Jacob M. Montgomery, Kristie Long Foley, and Mark Wolfson. 2006. “Enforcing the Minimum Drinking Age: State, Local, and Agency Characteristics Associated With Compliance Checks and Cops in Shops Programs.” Addiction, 101, 2, Pp. 223-231.
Aims To identify state, local and organizational characteristics associated with local law enforcement agencies’ implementation of two dramatically different approaches to enforcement of underage drinking laws: compliance checks and Cops in Shops programs. Compliance checks use underage decoys to attempt to purchase alcohol from retail merchants, while Cops in Shops programs deploy undercover law enforcement officers in alcohol outlets to detect and cite persons under the age of 21 who attempt to purchase alcohol.

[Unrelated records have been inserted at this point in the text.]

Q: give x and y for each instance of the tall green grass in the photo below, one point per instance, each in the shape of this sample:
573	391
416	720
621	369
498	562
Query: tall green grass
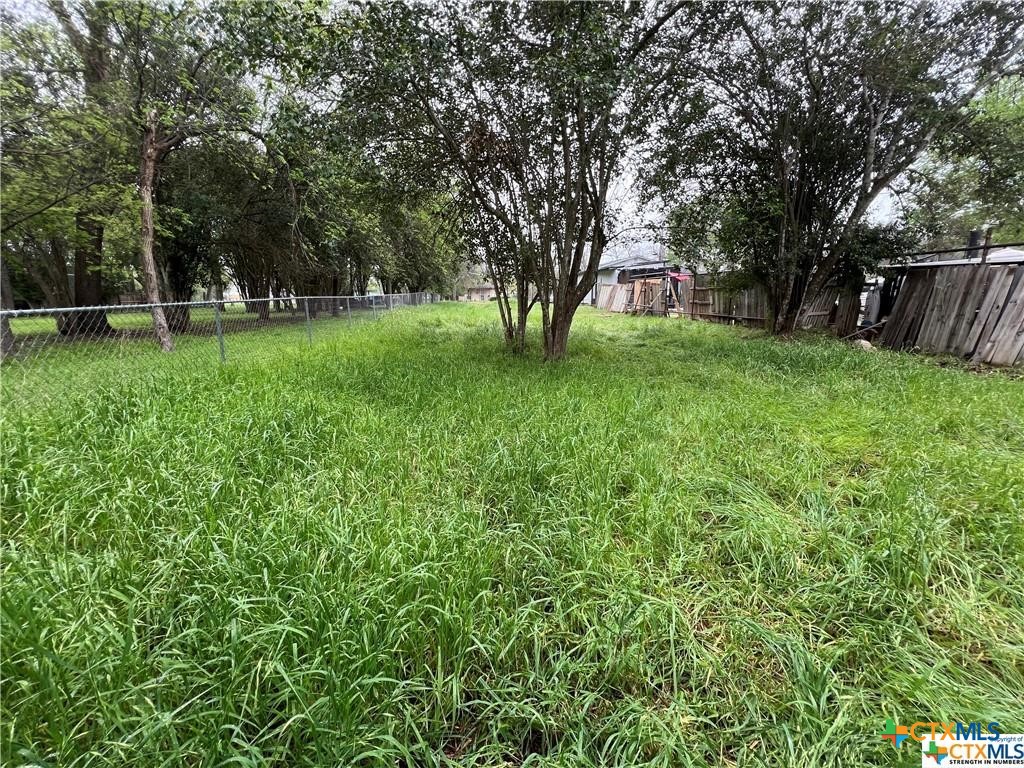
685	545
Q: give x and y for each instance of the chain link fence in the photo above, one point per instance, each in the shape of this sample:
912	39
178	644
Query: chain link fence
49	354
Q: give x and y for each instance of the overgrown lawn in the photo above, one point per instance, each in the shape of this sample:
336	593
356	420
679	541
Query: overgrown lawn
685	545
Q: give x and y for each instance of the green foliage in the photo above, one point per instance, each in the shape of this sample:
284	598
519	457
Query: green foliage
404	546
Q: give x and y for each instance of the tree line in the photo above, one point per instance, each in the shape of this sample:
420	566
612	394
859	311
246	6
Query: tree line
313	147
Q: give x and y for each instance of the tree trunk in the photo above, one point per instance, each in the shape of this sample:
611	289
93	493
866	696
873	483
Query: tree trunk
148	172
6	302
557	337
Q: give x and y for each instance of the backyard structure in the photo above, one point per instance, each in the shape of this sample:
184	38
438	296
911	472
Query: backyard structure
971	307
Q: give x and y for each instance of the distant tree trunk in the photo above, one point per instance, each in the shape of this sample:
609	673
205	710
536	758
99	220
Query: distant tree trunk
6	302
150	156
88	281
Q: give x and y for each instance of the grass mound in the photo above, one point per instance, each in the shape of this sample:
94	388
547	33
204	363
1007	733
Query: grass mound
686	545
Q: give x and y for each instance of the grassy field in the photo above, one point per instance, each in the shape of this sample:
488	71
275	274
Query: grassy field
686	545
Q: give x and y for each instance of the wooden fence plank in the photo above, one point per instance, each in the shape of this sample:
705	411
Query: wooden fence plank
997	291
1004	345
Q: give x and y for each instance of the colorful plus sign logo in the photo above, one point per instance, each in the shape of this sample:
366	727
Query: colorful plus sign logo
939	753
894	733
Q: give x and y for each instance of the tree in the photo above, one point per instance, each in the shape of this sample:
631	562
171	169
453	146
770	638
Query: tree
806	113
64	176
182	86
529	109
974	177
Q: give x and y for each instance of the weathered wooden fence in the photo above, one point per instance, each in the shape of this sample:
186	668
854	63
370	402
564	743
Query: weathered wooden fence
971	310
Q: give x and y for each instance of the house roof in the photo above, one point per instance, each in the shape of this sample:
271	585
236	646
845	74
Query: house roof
1003	256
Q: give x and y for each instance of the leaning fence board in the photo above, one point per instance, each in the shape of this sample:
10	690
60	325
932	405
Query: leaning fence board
1001	346
975	294
992	310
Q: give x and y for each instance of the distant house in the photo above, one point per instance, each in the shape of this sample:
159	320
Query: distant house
640	261
480	292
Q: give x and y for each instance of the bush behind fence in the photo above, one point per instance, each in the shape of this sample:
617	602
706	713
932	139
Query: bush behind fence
53	352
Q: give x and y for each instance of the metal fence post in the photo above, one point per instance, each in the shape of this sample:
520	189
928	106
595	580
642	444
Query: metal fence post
219	329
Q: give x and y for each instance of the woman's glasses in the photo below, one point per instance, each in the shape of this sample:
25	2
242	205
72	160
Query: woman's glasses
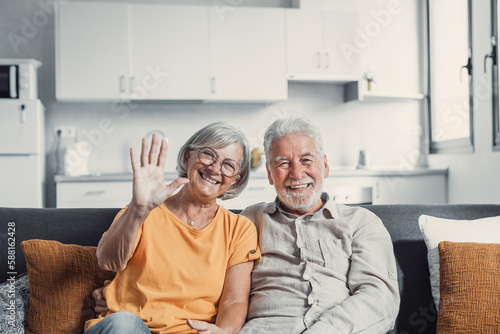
208	157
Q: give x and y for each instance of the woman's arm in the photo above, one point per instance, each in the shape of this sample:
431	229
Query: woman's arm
233	306
149	191
116	245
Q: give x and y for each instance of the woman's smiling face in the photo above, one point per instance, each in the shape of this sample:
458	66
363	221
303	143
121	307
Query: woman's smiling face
209	181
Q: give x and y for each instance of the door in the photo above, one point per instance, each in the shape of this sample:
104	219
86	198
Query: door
92	50
247	54
169	52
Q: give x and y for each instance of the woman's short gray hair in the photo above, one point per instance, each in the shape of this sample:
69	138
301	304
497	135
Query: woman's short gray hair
218	135
291	125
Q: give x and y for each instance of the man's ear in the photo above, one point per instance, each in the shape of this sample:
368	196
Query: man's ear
327	168
187	154
269	177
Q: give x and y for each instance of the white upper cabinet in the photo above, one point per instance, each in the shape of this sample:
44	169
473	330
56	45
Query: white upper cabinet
247	54
314	45
92	51
169	52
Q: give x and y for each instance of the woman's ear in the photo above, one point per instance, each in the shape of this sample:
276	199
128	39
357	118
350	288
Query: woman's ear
187	154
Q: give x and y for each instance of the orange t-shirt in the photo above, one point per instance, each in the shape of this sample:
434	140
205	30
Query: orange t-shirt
177	272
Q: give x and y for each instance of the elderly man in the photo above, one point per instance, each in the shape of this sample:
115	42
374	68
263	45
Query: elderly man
325	267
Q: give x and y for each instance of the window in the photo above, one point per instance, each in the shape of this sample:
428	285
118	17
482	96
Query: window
494	72
450	76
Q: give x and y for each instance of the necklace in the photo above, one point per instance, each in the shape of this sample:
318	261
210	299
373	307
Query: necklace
191	222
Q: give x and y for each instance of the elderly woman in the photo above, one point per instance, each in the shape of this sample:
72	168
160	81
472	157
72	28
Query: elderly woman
183	262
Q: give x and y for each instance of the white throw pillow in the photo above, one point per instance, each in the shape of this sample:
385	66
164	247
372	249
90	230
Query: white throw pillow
435	230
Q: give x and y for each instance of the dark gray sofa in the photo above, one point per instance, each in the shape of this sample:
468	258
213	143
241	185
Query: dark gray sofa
417	312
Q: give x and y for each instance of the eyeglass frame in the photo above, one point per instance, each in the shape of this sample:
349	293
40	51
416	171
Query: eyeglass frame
216	159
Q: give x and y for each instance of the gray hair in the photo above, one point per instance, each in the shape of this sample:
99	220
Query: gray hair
219	135
292	125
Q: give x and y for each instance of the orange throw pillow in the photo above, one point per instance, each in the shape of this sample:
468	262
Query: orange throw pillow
61	279
470	288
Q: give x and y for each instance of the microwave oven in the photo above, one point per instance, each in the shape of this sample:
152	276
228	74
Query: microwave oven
18	79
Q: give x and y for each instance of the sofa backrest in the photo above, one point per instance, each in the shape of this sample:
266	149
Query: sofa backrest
417	312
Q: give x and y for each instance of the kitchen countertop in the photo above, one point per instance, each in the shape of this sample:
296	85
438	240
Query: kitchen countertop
335	171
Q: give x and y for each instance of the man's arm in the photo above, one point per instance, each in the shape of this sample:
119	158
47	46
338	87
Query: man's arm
373	304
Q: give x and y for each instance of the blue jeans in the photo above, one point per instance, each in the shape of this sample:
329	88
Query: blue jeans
119	323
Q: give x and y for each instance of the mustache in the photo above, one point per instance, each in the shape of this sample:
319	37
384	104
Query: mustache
304	180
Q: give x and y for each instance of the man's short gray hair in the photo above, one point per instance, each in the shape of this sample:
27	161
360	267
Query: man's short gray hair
292	125
218	135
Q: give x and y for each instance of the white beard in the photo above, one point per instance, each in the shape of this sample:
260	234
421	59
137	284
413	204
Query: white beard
300	202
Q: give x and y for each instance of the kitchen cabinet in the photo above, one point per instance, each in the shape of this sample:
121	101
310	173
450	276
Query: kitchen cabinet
354	91
92	51
247	59
314	41
398	188
165	52
169	52
101	194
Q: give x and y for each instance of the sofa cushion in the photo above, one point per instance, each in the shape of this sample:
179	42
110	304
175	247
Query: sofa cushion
14	304
61	280
435	230
470	288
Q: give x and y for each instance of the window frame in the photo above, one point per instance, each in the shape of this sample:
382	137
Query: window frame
459	145
495	75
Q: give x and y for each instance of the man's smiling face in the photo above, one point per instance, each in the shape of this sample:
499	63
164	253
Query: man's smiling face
297	171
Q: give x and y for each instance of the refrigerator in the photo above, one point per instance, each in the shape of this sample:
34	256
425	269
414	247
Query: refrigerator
22	160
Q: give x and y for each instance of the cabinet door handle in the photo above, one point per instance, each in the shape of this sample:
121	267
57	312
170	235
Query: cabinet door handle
213	85
95	193
122	84
132	84
23	113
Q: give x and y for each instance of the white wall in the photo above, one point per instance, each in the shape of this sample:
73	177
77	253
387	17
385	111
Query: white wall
389	131
475	178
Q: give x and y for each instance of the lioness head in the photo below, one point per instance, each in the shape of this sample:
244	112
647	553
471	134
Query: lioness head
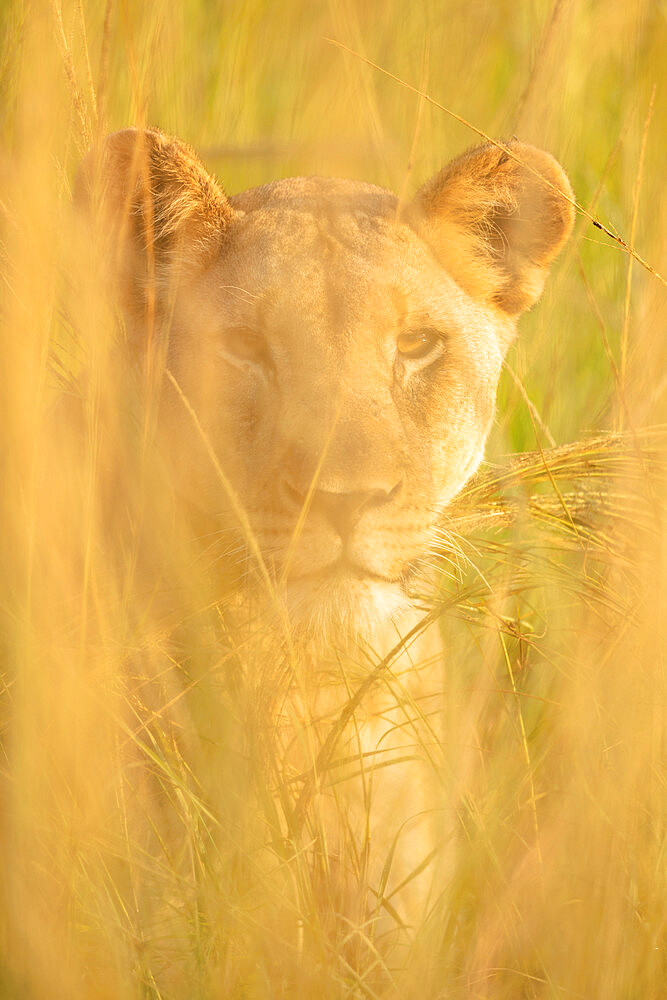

Design Cross-sectional telephone interview conducted as part of the Tobacco Enforcement Study (TES), which examined enforcement of laws related to youth access to tobacco.
Setting Data were collected in 1999 among law enforcement agencies in all 50 states of the United States.
Participants Representatives of city police departments, departments of public safety, sheriffs or county police were included (n=920 local agencies).
Measurements Alcohol compliance checks and Cops in Shops programs were the primary outcomes. Covariates included state level policies (e.g. beer tax), agency resources (e.g. number of sworn officers) and community demographics (e.g. college dormitory population).
Findings Local enforcement agencies were more likely to perform alcohol compliance checks than to have a Cops in Shops program (73.9% compared to 41.1% in cities > 25000 and 55.7% compared to 23.9% in cities≤25000). Conducting compliance checks for tobacco age-of-sale laws was positively associated with alcohol compliance checks and Cops in Shops (OR 3.30, P<0.001; OR 1.84, P=0.001, respectively). Having a Drug Abuse Resistance Education (DARE) officer was negatively related to conducting compliance checks (OR 0.67, P=0.03). Special community policing units were associated with departments having Cops in Shops programs (OR 1.80, P=0.006).
Conclusions This study used a nationally representative sample of communities to better understand state and local factors that shape local law enforcement agencies’ use of two distinct approaches to underage drinking enforcement. The strong link observed between tobacco and alcohol compliance checks may indicate a culture within some law enforcement agencies supporting strict enforcement of age-of-sale laws.